Schön auch, wie Fischer in einem Buch, das sich ja doch als historische Auseinandersetzung mit vergangenen Ereignissen versteht, bis in die Gegenwart zum flammenden Ritter seines Idols wird, der gegen jene ins Feld zieht, die ihn verunglimpfen. Das waren u.a. Fritz J. Raddatz und Marcel Reich-Ranicki, die sich an Kraus mit vielen Irrtümern, Klischees und Halbwahrheiten billig und flüchtig abgearbeitet haben und denen er die Leviten liest…

Es ist unmöglich, auch nur annähernd auf alles einzugehen, was Fischer in seinem Buch anspricht, dazu ist es zu ausführlich. Und er hat, wie erwähnt, mit seinem Objekt (um nicht Subjekt zu sagen) ja immer wieder Schwierigkeiten. Wie redet man Karl Kraus, wenn man schon ehrlicherweise davon spricht, aus einer Beziehung wie jener zu Irene Karczewska sauber heraus?
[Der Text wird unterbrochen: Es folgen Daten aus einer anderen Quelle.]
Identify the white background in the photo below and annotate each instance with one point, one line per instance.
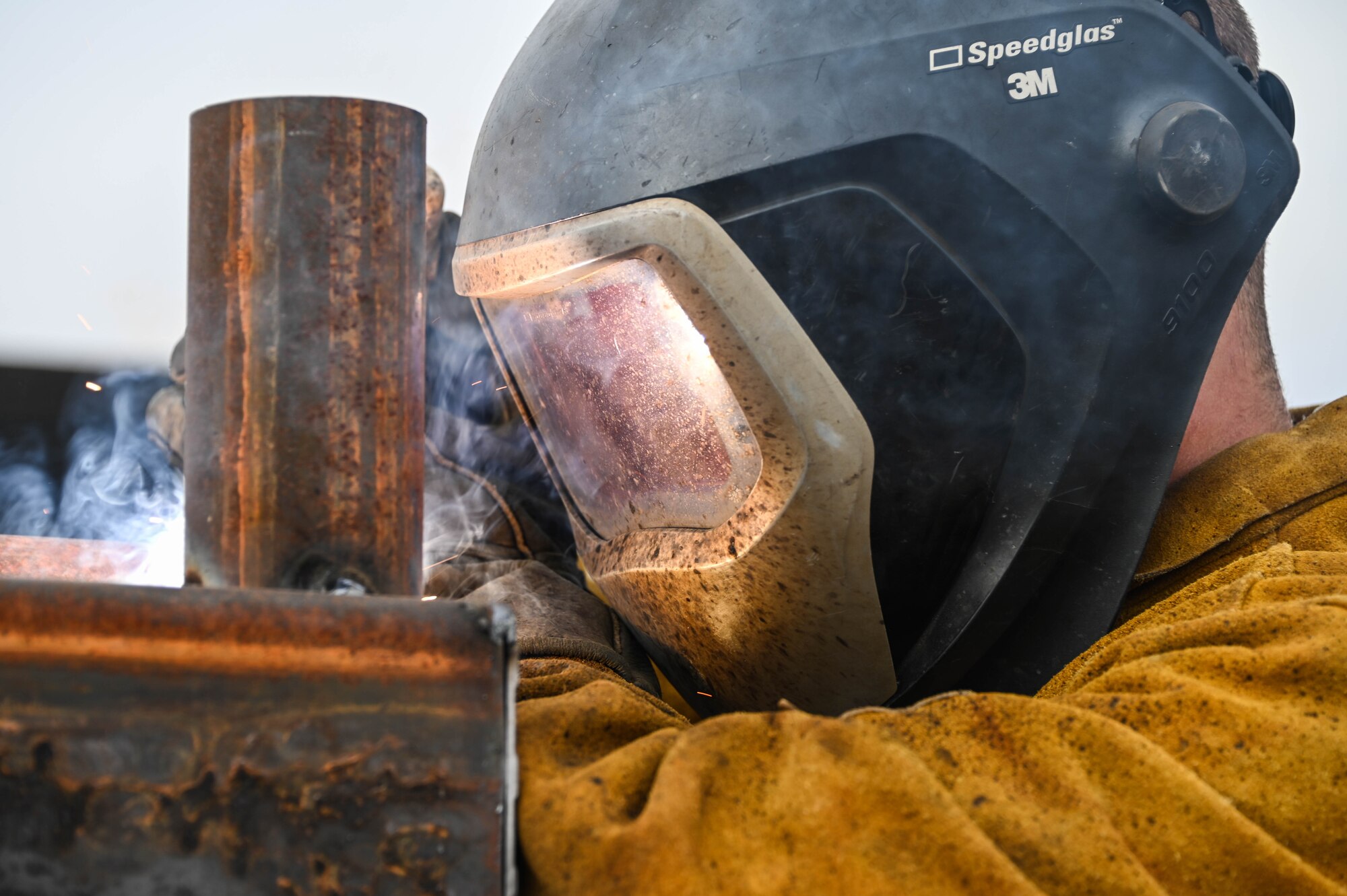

Die war nämlich vierzehneinhalb Jahre jung, als Kraus sich mit ihr vergnügte, was ihn eigentlich in die Reihe der Kinderschänder wie Peter Altenberg und Adolf Loos (beide seine Freunde) stellen würde. Fischer verteidigt, dass Mädchen in der Monarchie ab 14 für heiratsfähig galten, dass die sehr junge Dame ja schon einschlägige Erfahrungen hatte und es auch andere aus Kraus’ Umkreis (beispielsweise Fritz Wittels) mit ihr – trieben. Kraus war kein Pädophiler, darauf besteht Fischer, und ehrlich, aus der Distanz ist es auch völlig egal. Der Biograph möchte wohl bloß nicht, dass irgendjemand die Geschichte sensationell aufbereitet, wie es Ulrich Weinzierl etwa mit den geheimen perversen Gelüsten von Stefen Zweig getan hat…
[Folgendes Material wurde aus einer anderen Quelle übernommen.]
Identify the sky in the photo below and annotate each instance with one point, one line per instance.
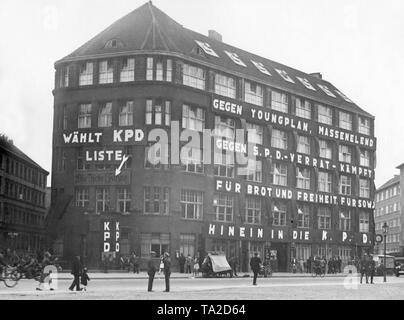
(358, 45)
Wie viel Karl Kraus sich von Frauen bieten ließ, ermisst man aus der in allen Details dargestellten Beziehung zu Baronin Sidonie Nádherny von Borutin, die immer als „Lichtgestalt“ in seinem Leben galt, weil er ihr so schöne Briefe geschrieben hat. Tatsächlich war die Dame, von der man zwar nicht ihre Briefe, wohl aber ihre Tagebücher kennt, in höchstem Maße promiskuitiv, und Anbeter Karl Kraus schob ihr Verhalten, das in ihren Aufzeichnungen sogar von leichter Verächtlichkeit zeugt, offenbar auf weibliche Exzentrik. Liest man, was er sich von ihr alles gefallen ließ, könnte er einem leid tun – geht man durch das Buch, das aus den unaufhörlichen Attacken eines „Widersprechers“ gegen seine Mitwelt erzählt, versiegt das Mitleid.
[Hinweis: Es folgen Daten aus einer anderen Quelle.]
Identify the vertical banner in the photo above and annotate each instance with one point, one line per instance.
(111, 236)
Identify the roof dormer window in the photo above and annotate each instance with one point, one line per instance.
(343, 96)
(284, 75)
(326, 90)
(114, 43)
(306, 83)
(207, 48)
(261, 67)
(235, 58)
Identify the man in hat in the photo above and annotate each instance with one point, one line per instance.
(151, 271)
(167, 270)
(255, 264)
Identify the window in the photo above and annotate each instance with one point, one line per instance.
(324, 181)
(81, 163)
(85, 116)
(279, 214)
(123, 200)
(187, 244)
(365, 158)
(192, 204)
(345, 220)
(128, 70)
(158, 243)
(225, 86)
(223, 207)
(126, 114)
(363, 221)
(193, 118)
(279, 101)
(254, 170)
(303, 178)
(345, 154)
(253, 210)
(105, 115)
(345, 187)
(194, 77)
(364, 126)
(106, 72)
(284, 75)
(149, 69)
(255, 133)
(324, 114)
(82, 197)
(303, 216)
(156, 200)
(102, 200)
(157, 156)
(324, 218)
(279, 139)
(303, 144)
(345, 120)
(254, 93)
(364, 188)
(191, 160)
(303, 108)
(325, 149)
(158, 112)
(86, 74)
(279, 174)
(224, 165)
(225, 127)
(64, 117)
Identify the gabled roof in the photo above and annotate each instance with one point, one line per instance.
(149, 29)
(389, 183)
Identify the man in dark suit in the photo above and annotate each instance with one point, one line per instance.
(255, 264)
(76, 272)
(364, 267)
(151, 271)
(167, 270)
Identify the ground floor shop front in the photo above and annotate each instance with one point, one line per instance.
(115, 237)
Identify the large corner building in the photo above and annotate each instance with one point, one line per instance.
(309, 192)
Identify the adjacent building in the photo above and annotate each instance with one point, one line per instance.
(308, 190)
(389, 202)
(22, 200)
Wie gesagt, eine klassische Biographie ist es nicht geworden. Aber was Fischer für manchen Leser schuldig geblieben sein mag, schlicht und einfach auch den Ablauf eines Lebens (was ja nicht grundsätzlich uninteressant ist), bekommt man im Anhang auf immerhin 24 Seiten einer detaillierter Chronik geboten. Damit ist das wirklich bewundernswerte Kraus-Kompendium auch auf diese Art komplett. Dass ein Mensch in seinem Widerspruch auch nach so viel Bemühen ein Mensch in seinem Widerspruch bleibt – wie könnte man sich darüber wundern?